GOOD MORNING, BLOGTOWN! So if you don't break, just over compensate. At least you know you can always go on Ricki Lake. LET'S GO TO PRESS.
President Obama came out swinging in last night's debate against Mittens Romney—who needed all the women in his binder to help him.
The candidates also argued about who would be better for women—though it's pretty obvious when one of them (cough, Mittens, cough) couldn't even say the words, "Women deserve equal pay."
For you fact checking fans, here's a round-up of debate fibs.
Worst of all?
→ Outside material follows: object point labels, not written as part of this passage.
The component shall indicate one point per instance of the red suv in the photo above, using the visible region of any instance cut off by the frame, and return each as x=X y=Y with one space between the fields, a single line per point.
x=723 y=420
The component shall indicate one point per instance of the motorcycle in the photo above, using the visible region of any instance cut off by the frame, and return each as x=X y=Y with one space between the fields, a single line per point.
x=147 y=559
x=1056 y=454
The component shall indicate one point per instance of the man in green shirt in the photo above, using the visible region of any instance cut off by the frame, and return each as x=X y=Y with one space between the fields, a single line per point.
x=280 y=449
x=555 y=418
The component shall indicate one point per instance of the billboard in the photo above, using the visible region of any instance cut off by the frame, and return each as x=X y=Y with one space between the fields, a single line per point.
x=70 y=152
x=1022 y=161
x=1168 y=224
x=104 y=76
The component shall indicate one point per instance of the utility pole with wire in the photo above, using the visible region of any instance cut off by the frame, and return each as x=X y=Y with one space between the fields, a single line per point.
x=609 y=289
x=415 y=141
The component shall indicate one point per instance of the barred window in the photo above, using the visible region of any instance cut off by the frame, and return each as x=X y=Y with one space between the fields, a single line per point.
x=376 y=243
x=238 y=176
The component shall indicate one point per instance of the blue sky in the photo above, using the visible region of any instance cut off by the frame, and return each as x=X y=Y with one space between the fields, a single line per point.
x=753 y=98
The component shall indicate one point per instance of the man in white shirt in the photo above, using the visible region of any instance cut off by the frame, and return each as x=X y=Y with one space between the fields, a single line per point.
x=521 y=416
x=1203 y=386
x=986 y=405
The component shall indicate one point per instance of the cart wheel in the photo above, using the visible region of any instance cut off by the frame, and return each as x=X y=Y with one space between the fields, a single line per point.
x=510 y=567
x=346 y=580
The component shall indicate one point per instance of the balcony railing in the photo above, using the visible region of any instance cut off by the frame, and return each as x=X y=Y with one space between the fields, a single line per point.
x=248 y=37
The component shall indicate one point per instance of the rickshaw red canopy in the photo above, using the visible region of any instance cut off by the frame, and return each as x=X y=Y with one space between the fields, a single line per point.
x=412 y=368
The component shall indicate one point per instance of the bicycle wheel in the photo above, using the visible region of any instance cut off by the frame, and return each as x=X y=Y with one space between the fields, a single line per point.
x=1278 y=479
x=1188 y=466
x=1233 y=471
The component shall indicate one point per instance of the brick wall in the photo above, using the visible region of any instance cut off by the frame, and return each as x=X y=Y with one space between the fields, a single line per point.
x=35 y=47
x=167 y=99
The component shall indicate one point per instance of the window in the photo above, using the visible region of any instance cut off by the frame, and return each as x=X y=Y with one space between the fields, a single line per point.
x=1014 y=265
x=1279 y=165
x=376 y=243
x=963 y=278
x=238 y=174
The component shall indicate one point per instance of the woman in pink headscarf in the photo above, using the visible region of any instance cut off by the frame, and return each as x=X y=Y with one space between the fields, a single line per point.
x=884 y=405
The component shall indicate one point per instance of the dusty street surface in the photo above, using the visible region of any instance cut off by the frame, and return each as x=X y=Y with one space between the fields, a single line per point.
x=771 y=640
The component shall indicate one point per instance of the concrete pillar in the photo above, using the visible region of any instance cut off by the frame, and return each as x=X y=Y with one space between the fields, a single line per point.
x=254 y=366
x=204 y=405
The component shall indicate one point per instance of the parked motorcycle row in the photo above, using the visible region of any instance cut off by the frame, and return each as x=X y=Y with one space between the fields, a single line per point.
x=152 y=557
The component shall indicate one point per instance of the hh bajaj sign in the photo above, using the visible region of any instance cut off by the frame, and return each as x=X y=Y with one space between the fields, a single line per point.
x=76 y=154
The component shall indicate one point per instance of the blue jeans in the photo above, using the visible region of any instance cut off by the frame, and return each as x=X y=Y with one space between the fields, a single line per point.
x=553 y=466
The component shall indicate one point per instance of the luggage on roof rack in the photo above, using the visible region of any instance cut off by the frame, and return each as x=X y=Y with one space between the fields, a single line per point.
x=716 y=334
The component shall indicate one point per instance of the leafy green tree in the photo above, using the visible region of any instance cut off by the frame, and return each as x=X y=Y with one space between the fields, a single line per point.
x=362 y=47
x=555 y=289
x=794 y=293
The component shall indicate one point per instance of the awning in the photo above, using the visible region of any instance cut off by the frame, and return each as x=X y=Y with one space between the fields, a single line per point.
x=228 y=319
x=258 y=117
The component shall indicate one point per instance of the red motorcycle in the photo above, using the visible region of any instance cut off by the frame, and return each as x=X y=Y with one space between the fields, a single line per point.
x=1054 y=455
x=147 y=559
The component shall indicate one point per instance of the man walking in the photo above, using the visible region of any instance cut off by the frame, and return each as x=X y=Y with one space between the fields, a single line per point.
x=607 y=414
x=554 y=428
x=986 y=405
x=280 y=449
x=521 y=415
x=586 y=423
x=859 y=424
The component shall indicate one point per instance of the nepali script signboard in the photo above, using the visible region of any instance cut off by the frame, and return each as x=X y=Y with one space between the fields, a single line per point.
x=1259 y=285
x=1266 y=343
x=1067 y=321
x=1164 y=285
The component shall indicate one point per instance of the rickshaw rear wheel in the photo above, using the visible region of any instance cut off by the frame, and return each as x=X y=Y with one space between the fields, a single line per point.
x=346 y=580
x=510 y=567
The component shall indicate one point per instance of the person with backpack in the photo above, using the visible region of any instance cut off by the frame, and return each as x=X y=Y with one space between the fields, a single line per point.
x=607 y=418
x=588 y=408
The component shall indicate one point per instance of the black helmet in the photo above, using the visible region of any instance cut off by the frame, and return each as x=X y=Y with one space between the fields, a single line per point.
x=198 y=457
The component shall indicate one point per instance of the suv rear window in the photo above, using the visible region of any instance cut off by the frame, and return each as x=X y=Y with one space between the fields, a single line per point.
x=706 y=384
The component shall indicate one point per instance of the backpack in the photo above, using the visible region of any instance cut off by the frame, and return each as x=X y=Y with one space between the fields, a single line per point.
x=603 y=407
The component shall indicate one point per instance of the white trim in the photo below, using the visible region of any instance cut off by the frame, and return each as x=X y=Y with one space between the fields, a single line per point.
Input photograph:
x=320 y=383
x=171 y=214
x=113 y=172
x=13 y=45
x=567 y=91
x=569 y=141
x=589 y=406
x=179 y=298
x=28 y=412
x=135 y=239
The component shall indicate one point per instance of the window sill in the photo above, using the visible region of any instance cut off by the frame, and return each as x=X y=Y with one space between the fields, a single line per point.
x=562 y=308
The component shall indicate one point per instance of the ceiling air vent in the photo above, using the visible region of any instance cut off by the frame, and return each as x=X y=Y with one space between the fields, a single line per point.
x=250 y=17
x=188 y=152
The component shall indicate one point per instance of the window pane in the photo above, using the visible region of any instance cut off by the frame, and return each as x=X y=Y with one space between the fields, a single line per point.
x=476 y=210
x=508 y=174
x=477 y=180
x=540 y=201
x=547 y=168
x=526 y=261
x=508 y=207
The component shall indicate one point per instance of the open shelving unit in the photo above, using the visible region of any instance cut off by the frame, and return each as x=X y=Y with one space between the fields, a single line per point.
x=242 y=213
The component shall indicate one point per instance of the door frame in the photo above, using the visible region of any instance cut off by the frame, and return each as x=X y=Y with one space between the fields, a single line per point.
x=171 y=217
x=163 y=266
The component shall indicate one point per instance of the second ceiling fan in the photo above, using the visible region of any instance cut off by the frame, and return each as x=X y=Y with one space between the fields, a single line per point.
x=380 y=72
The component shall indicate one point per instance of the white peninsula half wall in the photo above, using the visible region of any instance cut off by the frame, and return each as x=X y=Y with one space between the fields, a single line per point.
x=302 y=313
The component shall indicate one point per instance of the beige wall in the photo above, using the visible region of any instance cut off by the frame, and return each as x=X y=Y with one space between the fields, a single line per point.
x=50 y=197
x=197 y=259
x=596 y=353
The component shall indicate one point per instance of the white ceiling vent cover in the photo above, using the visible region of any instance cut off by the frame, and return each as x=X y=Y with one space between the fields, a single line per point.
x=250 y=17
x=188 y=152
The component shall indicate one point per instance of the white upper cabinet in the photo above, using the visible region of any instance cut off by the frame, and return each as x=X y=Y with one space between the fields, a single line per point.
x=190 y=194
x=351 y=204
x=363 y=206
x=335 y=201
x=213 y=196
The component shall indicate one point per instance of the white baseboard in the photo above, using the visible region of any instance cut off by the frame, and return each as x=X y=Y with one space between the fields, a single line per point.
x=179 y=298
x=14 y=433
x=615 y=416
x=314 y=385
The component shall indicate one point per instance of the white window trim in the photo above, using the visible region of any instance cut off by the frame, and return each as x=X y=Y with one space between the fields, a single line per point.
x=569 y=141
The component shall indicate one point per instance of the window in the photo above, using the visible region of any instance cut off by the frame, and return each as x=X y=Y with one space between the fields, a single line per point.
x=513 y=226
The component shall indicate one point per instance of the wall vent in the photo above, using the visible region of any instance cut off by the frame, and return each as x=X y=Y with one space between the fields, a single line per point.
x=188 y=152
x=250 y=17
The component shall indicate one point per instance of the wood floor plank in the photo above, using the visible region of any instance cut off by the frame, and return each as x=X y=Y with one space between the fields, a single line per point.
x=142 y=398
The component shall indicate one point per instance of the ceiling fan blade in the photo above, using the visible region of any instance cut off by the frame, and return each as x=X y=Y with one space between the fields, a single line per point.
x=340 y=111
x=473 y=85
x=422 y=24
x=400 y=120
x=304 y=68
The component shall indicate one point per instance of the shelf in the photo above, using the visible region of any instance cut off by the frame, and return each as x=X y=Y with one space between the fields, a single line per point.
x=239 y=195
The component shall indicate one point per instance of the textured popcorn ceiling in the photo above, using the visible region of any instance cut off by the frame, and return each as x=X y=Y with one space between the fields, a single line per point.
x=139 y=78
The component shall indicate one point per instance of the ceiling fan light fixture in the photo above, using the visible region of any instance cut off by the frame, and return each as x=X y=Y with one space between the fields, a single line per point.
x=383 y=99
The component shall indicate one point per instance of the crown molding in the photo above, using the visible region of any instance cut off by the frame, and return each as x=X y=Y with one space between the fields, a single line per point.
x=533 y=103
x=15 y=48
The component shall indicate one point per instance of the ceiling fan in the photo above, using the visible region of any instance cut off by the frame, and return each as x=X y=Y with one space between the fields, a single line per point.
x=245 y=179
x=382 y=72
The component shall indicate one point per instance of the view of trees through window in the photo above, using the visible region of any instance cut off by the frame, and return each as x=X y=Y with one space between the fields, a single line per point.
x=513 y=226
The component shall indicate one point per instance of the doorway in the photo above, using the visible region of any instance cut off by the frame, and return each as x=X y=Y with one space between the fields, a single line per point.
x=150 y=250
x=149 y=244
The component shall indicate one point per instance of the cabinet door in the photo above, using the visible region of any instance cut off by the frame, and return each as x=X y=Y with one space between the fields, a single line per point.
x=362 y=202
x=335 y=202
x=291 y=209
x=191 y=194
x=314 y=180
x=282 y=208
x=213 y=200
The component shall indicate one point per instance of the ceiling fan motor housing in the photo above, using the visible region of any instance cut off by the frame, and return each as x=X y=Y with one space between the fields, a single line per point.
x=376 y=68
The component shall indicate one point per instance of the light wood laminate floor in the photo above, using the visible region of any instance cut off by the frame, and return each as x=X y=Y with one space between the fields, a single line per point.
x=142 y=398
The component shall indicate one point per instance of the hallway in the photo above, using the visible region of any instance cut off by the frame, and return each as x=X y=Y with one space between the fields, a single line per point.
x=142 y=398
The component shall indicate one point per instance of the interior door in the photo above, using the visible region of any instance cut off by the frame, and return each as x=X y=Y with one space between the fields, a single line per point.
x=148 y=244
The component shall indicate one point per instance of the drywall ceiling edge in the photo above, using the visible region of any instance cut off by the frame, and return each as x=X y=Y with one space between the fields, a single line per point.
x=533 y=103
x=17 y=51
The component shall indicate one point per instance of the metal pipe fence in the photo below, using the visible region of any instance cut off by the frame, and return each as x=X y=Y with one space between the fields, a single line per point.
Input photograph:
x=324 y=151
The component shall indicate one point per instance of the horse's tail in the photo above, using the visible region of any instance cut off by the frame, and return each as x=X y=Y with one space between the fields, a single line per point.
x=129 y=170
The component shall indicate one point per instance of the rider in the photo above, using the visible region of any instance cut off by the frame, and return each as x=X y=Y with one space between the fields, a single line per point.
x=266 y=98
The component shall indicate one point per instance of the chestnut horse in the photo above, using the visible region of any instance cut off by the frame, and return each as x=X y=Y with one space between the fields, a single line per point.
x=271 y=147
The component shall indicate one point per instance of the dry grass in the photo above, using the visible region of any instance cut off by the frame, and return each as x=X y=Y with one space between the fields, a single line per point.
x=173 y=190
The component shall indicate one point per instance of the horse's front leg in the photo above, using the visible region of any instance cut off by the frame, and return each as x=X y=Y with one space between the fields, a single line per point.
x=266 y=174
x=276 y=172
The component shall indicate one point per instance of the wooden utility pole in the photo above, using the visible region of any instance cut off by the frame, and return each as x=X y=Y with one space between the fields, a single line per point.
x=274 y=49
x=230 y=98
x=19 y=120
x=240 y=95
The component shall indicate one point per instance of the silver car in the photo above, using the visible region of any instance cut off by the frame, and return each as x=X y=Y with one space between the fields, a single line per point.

The candidates wives showed up in the same color! Both were heard remarking, "Oh, HELL NO! Bitch did NOT just steal my look!"
George Zimmerman (Remember him? Killed 17-year-old Trayvon Martin?) now has a court date set for June 10.
Japanese officials are furious over accusations that two U.S. sailors raped a woman on the island of Okinawa.
China's Foxconn (the maker of that iPhone you're holding) admits they used young "interns" at their factories. Interns as young as 14.
Apple schedules an iPad Mini event for October 23. (Work faster, 14-year-old interns! CRACK!)
Lance Armstrong steps down from his charity, and Nike drops him as a spokesperson.
Now here's what's going on in your neck of the woods: Cloudy and 65 today, and... wait. SUNNY AND 71 TOMORROW?? Oh, and cool and rainy after that. Whew. Thought I was going crazy for a sec.
And finally, Jimmy Kimmel hit the street yesterday afternoon at 2 pm to ask people who won the previous night's debate... BUT THERE WAS NO DEBATE ON MONDAY! (So their answers may surprise you.)